In its latest evaluation project, Epoch AI has recruited young mathematics PhD Elliot Glazer as its lead. The new project, called FrontierMath , will be launched in September 2024.

The project collected new questions across four difficulty levels, ranging from undergraduate and postgraduate to in-depth research. In April 2025, Glazer found that o4-mini could solve about 20% of the problems. Therefore, he immediately moved it to level 4 – requiring it to solve problems that even highly advanced mathematicians would struggle with.

Participants were required to sign a confidentiality agreement, only communicating through the encrypted Signal app, as the use of email could be scanned and its content "learned" by the LLM, thereby falsifying evaluation data.

For every problem that o4-mini cannot solve, the problem setter will receive a $7,500 prize.

The initial working group was slow but steady in coming up with questions.
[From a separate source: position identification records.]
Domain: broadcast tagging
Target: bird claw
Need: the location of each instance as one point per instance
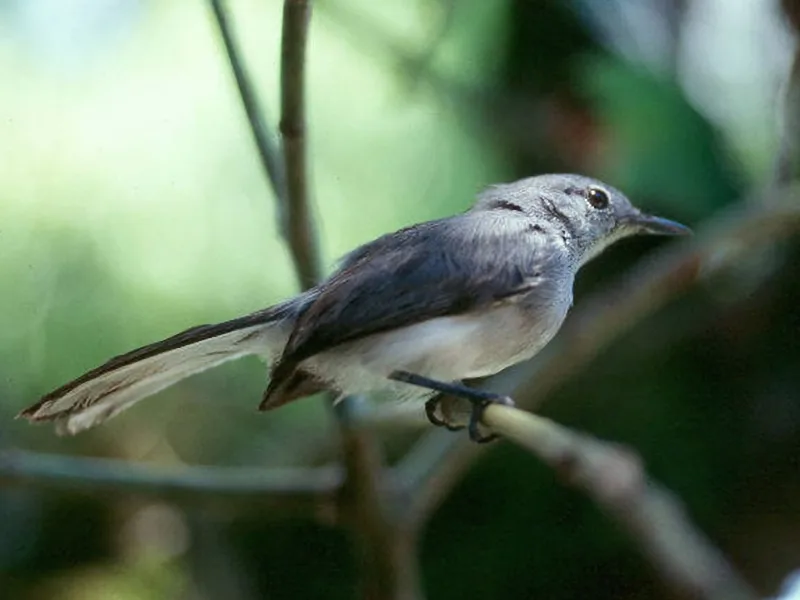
(478, 406)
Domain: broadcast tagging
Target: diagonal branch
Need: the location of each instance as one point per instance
(614, 478)
(302, 238)
(263, 138)
(310, 491)
(602, 318)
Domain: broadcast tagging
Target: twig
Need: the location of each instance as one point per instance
(787, 159)
(311, 491)
(302, 237)
(602, 318)
(613, 477)
(267, 148)
(387, 556)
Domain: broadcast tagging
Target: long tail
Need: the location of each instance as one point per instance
(124, 380)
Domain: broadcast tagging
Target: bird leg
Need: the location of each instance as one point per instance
(479, 399)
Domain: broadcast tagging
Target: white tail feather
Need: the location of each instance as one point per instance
(123, 381)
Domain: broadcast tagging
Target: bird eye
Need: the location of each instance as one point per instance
(597, 198)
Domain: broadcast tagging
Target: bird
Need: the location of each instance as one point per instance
(419, 312)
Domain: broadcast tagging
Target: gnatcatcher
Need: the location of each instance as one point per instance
(416, 312)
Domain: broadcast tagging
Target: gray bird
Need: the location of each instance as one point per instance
(416, 312)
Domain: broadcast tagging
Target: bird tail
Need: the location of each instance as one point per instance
(124, 380)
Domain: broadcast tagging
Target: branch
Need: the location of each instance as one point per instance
(613, 477)
(387, 554)
(267, 148)
(301, 236)
(287, 491)
(787, 160)
(603, 317)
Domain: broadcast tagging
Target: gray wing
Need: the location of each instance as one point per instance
(439, 268)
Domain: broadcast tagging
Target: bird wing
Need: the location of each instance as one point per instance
(446, 267)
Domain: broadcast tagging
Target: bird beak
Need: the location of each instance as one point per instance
(656, 225)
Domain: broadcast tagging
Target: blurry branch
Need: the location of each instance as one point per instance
(301, 237)
(787, 161)
(600, 319)
(267, 148)
(311, 491)
(613, 477)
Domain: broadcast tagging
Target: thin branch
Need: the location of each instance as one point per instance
(262, 136)
(787, 160)
(614, 478)
(602, 318)
(302, 238)
(311, 491)
(387, 555)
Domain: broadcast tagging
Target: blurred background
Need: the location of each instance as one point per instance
(133, 205)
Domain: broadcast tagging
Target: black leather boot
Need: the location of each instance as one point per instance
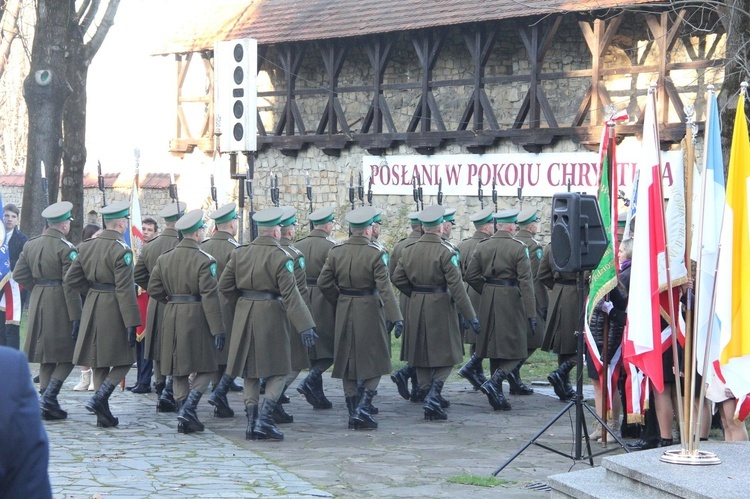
(351, 406)
(265, 428)
(99, 405)
(307, 387)
(51, 410)
(218, 398)
(472, 372)
(517, 386)
(188, 414)
(493, 388)
(361, 414)
(433, 411)
(557, 379)
(252, 417)
(360, 393)
(401, 379)
(166, 401)
(280, 416)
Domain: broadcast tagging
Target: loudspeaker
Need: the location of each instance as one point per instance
(579, 238)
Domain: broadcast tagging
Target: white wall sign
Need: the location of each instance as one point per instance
(540, 175)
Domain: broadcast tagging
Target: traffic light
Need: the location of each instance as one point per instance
(578, 238)
(235, 94)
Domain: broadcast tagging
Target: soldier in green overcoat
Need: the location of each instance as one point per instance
(152, 250)
(259, 283)
(501, 272)
(484, 227)
(315, 248)
(428, 273)
(103, 271)
(53, 307)
(220, 246)
(184, 280)
(402, 376)
(355, 277)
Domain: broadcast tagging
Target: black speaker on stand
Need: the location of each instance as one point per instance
(578, 241)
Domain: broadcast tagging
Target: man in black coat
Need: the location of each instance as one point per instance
(14, 298)
(24, 453)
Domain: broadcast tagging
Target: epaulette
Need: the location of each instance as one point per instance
(210, 257)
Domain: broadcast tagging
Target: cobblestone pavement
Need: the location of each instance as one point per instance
(319, 457)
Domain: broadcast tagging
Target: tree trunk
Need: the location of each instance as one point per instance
(45, 90)
(74, 124)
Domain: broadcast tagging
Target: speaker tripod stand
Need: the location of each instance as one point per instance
(581, 432)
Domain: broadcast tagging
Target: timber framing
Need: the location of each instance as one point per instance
(535, 125)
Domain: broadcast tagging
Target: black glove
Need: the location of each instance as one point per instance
(219, 341)
(398, 328)
(475, 325)
(74, 327)
(131, 336)
(308, 337)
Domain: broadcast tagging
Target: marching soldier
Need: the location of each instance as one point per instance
(300, 358)
(103, 270)
(40, 269)
(528, 225)
(184, 280)
(259, 284)
(315, 249)
(484, 227)
(428, 273)
(500, 271)
(402, 376)
(562, 323)
(355, 278)
(151, 251)
(220, 246)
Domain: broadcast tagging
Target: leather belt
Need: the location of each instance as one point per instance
(48, 282)
(109, 288)
(260, 295)
(183, 298)
(429, 289)
(358, 292)
(501, 282)
(567, 282)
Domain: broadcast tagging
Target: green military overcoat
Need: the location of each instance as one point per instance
(315, 247)
(188, 328)
(362, 347)
(220, 246)
(52, 305)
(504, 309)
(105, 262)
(260, 345)
(151, 251)
(432, 328)
(536, 251)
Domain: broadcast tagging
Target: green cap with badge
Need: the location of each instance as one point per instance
(120, 209)
(321, 216)
(269, 217)
(190, 222)
(482, 217)
(170, 213)
(506, 216)
(528, 216)
(432, 215)
(361, 217)
(289, 216)
(224, 213)
(58, 212)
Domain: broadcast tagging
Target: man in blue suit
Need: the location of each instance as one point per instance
(24, 449)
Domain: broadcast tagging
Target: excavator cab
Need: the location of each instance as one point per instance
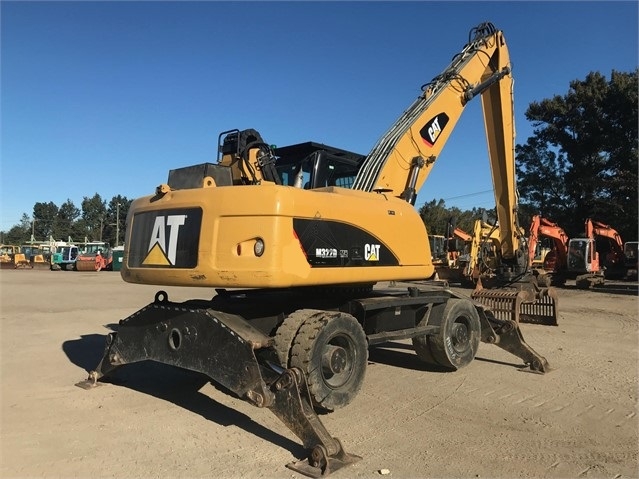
(313, 165)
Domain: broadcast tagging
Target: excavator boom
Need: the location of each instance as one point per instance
(402, 159)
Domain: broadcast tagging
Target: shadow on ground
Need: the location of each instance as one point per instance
(178, 386)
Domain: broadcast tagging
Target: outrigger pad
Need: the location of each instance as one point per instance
(529, 304)
(325, 464)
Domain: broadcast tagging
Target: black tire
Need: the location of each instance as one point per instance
(286, 333)
(457, 341)
(332, 351)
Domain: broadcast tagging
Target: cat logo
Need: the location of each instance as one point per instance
(433, 129)
(164, 240)
(371, 252)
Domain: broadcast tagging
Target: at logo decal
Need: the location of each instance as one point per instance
(165, 238)
(158, 253)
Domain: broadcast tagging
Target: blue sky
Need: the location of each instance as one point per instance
(107, 97)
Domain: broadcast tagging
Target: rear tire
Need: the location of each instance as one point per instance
(457, 341)
(287, 331)
(332, 351)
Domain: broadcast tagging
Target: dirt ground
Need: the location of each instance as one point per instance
(487, 420)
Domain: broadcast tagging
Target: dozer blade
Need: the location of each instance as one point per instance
(231, 352)
(521, 302)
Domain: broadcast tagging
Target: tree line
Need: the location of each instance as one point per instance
(581, 162)
(95, 220)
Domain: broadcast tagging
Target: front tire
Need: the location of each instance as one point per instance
(332, 351)
(457, 341)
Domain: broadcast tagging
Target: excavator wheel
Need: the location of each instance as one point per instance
(332, 351)
(457, 341)
(286, 332)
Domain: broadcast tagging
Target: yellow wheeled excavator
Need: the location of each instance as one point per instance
(317, 254)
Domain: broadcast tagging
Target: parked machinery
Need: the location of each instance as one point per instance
(584, 260)
(94, 256)
(555, 262)
(297, 269)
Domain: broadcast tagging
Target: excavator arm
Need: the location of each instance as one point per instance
(403, 158)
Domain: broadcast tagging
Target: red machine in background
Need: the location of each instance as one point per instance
(555, 262)
(583, 255)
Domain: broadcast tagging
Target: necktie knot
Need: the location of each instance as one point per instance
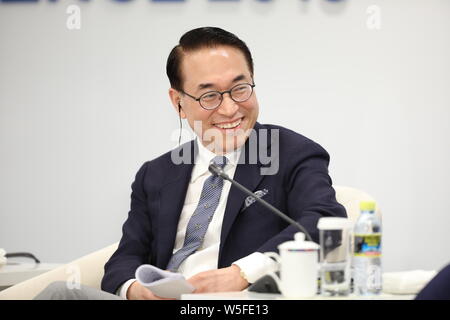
(221, 161)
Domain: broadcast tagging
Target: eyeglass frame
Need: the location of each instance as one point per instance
(221, 94)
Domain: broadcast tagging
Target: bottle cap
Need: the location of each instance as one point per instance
(367, 205)
(299, 244)
(334, 223)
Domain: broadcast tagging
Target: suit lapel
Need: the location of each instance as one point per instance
(172, 195)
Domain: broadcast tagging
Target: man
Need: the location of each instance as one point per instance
(182, 219)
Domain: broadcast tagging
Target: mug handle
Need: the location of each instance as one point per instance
(276, 257)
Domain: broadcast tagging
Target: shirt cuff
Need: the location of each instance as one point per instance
(256, 265)
(123, 289)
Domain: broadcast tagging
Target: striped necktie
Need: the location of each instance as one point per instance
(200, 219)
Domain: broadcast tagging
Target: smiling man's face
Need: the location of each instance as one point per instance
(227, 127)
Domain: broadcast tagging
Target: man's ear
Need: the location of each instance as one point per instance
(175, 98)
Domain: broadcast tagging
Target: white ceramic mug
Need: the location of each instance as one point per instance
(298, 265)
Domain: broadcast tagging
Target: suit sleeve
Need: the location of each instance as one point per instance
(134, 247)
(309, 194)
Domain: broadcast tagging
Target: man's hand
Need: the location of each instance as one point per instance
(138, 292)
(219, 280)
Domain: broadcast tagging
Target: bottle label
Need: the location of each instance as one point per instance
(368, 245)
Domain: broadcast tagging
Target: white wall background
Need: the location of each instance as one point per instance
(81, 110)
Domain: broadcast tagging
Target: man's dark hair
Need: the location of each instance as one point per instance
(206, 37)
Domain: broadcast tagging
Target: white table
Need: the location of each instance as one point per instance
(13, 273)
(246, 295)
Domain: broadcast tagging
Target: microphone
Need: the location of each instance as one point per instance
(218, 171)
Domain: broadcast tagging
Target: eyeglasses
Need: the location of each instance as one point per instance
(212, 99)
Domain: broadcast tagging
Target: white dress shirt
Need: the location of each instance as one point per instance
(206, 257)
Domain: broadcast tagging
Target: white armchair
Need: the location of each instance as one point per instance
(88, 270)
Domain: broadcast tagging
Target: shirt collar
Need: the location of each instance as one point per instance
(204, 157)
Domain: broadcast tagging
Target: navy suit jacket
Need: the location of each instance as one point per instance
(301, 188)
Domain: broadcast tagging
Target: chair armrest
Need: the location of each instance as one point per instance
(87, 270)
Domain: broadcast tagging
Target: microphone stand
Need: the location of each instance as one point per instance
(217, 171)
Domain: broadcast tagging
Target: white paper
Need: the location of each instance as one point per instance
(164, 284)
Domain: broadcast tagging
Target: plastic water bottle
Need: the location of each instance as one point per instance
(367, 252)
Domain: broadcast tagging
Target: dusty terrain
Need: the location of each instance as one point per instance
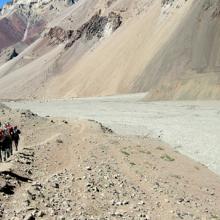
(81, 170)
(170, 50)
(191, 127)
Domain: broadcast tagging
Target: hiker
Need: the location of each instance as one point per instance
(16, 137)
(6, 145)
(1, 138)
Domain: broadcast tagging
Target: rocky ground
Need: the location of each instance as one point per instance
(83, 170)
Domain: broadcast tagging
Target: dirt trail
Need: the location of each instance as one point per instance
(81, 170)
(191, 127)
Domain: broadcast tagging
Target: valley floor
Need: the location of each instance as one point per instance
(190, 127)
(81, 170)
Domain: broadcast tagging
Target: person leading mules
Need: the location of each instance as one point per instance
(8, 135)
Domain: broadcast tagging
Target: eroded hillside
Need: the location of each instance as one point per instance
(91, 48)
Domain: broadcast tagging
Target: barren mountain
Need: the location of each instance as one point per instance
(88, 48)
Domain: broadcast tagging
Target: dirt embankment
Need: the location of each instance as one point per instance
(82, 170)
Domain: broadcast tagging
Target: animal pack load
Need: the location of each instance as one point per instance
(9, 136)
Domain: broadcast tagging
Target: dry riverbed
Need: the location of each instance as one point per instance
(191, 127)
(82, 170)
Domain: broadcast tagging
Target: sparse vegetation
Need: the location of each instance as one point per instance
(166, 157)
(132, 163)
(125, 152)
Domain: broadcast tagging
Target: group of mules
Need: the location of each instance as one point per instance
(9, 136)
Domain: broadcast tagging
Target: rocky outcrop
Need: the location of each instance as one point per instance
(93, 28)
(13, 54)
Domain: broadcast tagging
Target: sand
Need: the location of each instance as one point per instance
(79, 169)
(191, 127)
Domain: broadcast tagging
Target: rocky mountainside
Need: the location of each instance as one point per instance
(168, 48)
(82, 170)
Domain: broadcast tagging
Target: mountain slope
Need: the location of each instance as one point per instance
(168, 48)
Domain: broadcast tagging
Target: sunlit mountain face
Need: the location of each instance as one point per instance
(2, 2)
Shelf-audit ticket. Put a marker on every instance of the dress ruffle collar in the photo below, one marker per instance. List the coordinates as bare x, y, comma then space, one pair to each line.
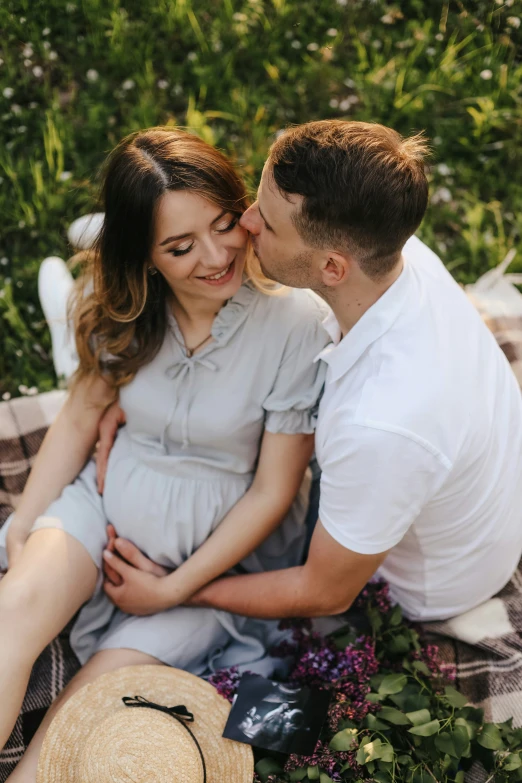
226, 323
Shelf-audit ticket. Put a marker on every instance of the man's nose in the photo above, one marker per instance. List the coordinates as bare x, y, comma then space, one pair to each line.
251, 219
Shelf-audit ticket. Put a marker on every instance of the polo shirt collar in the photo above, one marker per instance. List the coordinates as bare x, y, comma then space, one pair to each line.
341, 355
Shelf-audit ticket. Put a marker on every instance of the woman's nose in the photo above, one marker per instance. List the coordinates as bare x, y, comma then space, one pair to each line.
251, 219
216, 255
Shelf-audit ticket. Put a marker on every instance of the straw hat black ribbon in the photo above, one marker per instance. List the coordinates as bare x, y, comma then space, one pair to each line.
180, 713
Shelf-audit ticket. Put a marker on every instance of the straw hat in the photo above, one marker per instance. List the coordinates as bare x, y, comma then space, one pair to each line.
97, 738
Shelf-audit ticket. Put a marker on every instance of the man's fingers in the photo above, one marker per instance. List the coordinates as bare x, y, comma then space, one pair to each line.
113, 576
132, 555
117, 564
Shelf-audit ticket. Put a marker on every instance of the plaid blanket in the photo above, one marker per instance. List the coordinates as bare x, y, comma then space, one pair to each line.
482, 648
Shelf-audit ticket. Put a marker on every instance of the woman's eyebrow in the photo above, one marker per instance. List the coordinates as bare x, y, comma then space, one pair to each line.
184, 236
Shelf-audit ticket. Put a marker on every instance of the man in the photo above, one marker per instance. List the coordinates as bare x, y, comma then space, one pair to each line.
419, 435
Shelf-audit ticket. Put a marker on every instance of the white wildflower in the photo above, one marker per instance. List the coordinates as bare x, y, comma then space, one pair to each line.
441, 196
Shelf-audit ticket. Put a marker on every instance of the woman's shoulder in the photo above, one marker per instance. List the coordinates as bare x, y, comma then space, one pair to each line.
293, 306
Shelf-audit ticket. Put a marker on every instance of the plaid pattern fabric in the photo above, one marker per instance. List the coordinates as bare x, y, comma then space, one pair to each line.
483, 648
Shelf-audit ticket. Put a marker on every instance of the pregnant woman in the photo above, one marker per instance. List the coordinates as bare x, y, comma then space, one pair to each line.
215, 375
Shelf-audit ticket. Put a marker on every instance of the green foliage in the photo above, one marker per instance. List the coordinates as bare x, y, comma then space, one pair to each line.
76, 76
419, 729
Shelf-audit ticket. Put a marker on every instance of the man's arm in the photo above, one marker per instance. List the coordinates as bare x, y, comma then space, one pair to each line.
326, 584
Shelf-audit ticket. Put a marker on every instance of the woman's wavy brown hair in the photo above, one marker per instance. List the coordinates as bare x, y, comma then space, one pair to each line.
120, 311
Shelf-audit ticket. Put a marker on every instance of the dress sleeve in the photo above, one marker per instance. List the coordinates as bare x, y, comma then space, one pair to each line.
291, 406
374, 483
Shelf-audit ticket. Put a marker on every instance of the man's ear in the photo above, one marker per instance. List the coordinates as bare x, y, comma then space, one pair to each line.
335, 268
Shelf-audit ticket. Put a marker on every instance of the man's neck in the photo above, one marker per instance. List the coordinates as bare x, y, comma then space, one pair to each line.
350, 303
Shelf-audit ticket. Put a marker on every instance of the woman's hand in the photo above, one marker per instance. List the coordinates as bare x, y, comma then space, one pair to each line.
113, 418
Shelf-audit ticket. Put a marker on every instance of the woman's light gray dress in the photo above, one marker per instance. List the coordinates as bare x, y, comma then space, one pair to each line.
186, 455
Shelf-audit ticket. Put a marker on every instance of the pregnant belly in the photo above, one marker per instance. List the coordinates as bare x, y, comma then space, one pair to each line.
167, 517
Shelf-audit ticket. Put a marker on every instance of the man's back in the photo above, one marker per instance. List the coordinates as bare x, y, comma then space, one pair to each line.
420, 441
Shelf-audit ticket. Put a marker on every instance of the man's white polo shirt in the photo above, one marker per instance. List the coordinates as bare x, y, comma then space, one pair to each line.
419, 439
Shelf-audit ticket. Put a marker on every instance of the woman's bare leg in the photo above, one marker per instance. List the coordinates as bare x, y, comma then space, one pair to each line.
104, 661
49, 582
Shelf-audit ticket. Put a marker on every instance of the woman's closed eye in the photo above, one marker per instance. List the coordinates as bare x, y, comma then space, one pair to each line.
222, 227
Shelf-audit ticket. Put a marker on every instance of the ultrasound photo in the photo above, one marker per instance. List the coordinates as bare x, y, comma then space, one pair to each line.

However, Glazer decided to speed things up by organizing a two-day in-person meeting on May 17–18. Thirty mathematicians attended, divided into groups of six, competing against each other—not to solve problems, but to devise problems that AI couldn't solve.

By the evening of May 17th, Ken Ono began to feel frustrated with the chatbot, which displayed a level of mathematical ability far exceeding expectations, making it difficult for the team to "trap" it. "I came up with a problem that industry experts would recognize as an open problem in number theory – a problem suitable for a PhD," he recounted.

As a result, when he asked o4-mini, he was stunned to see the chatbot analyze, reason, and provide the correct solution in just 10 minutes. Specifically, in the first two minutes, it researched and grasped all the relevant material. Then, it suggested experimenting with a simpler version of the problem to learn the approach.

Five minutes later, the chatbot provided the correct answer, accompanied by a confident—even somewhat arrogant—tone. “It started acting sly,” Ono recounted, “And it even added: ‘No need to quote, I’ve already calculated the mystery number!’”

Having failed against the AI, on the morning of May 18th, Ono immediately sent an alert message to the team via Signal. “I was completely unprepared to deal with a model like this,” he said. “I had never seen this kind of reasoning in a computer model. It thought like a real scientist thinks. And that was terrifying.”

Although the mathematicians eventually succeeded in finding 10 questions that baffled o4-mini, they couldn't hide their astonishment at the speed of AI development in just one year.

Ono compared the experience of working with o4-mini to collaborating with an extremely talented colleague. Yang Hui He, a mathematician at the Institute for Mathematical Sciences in London and a pioneer in applying AI to mathematics, commented: “This is what a very, very good graduate student can do — even more than that.”

And it's worth noting that AI works much faster than humans. While it takes humans weeks or months to solve, o4-mini only takes a few minutes.

The excitement surrounding the battle of wits with o4-mini was accompanied by considerable concern. Both Ono and He warned that o4-mini's capabilities could lead to overconfidence. “We have proof by induction, proof by contradiction, and now proof by… overwhelming force,” He said. “If you state something with enough confidence, others will feel intimidated. I think o4-mini has mastered this type of proof: whatever it says is very certain.”

As the meeting concluded, the mathematicians began to ponder the future of mathematics. They discussed the possibility of a “fifth level”—questions that even the world’s best mathematicians cannot solve. If AI reaches that level, the role of the mathematician will change dramatically: they might then become questioners, interacting with and guiding AI in its reasoning to discover new mathematical truths—similar to how a professor works with graduate students.

“I’ve been telling my colleagues for a while now that it would be a grave mistake to assume that general artificial intelligence will never appear, that it’s just a computer,” Ono said. “I don’t want to panic, but in some respects, these large language models have already begun to outperform most of the world’s best graduate students.”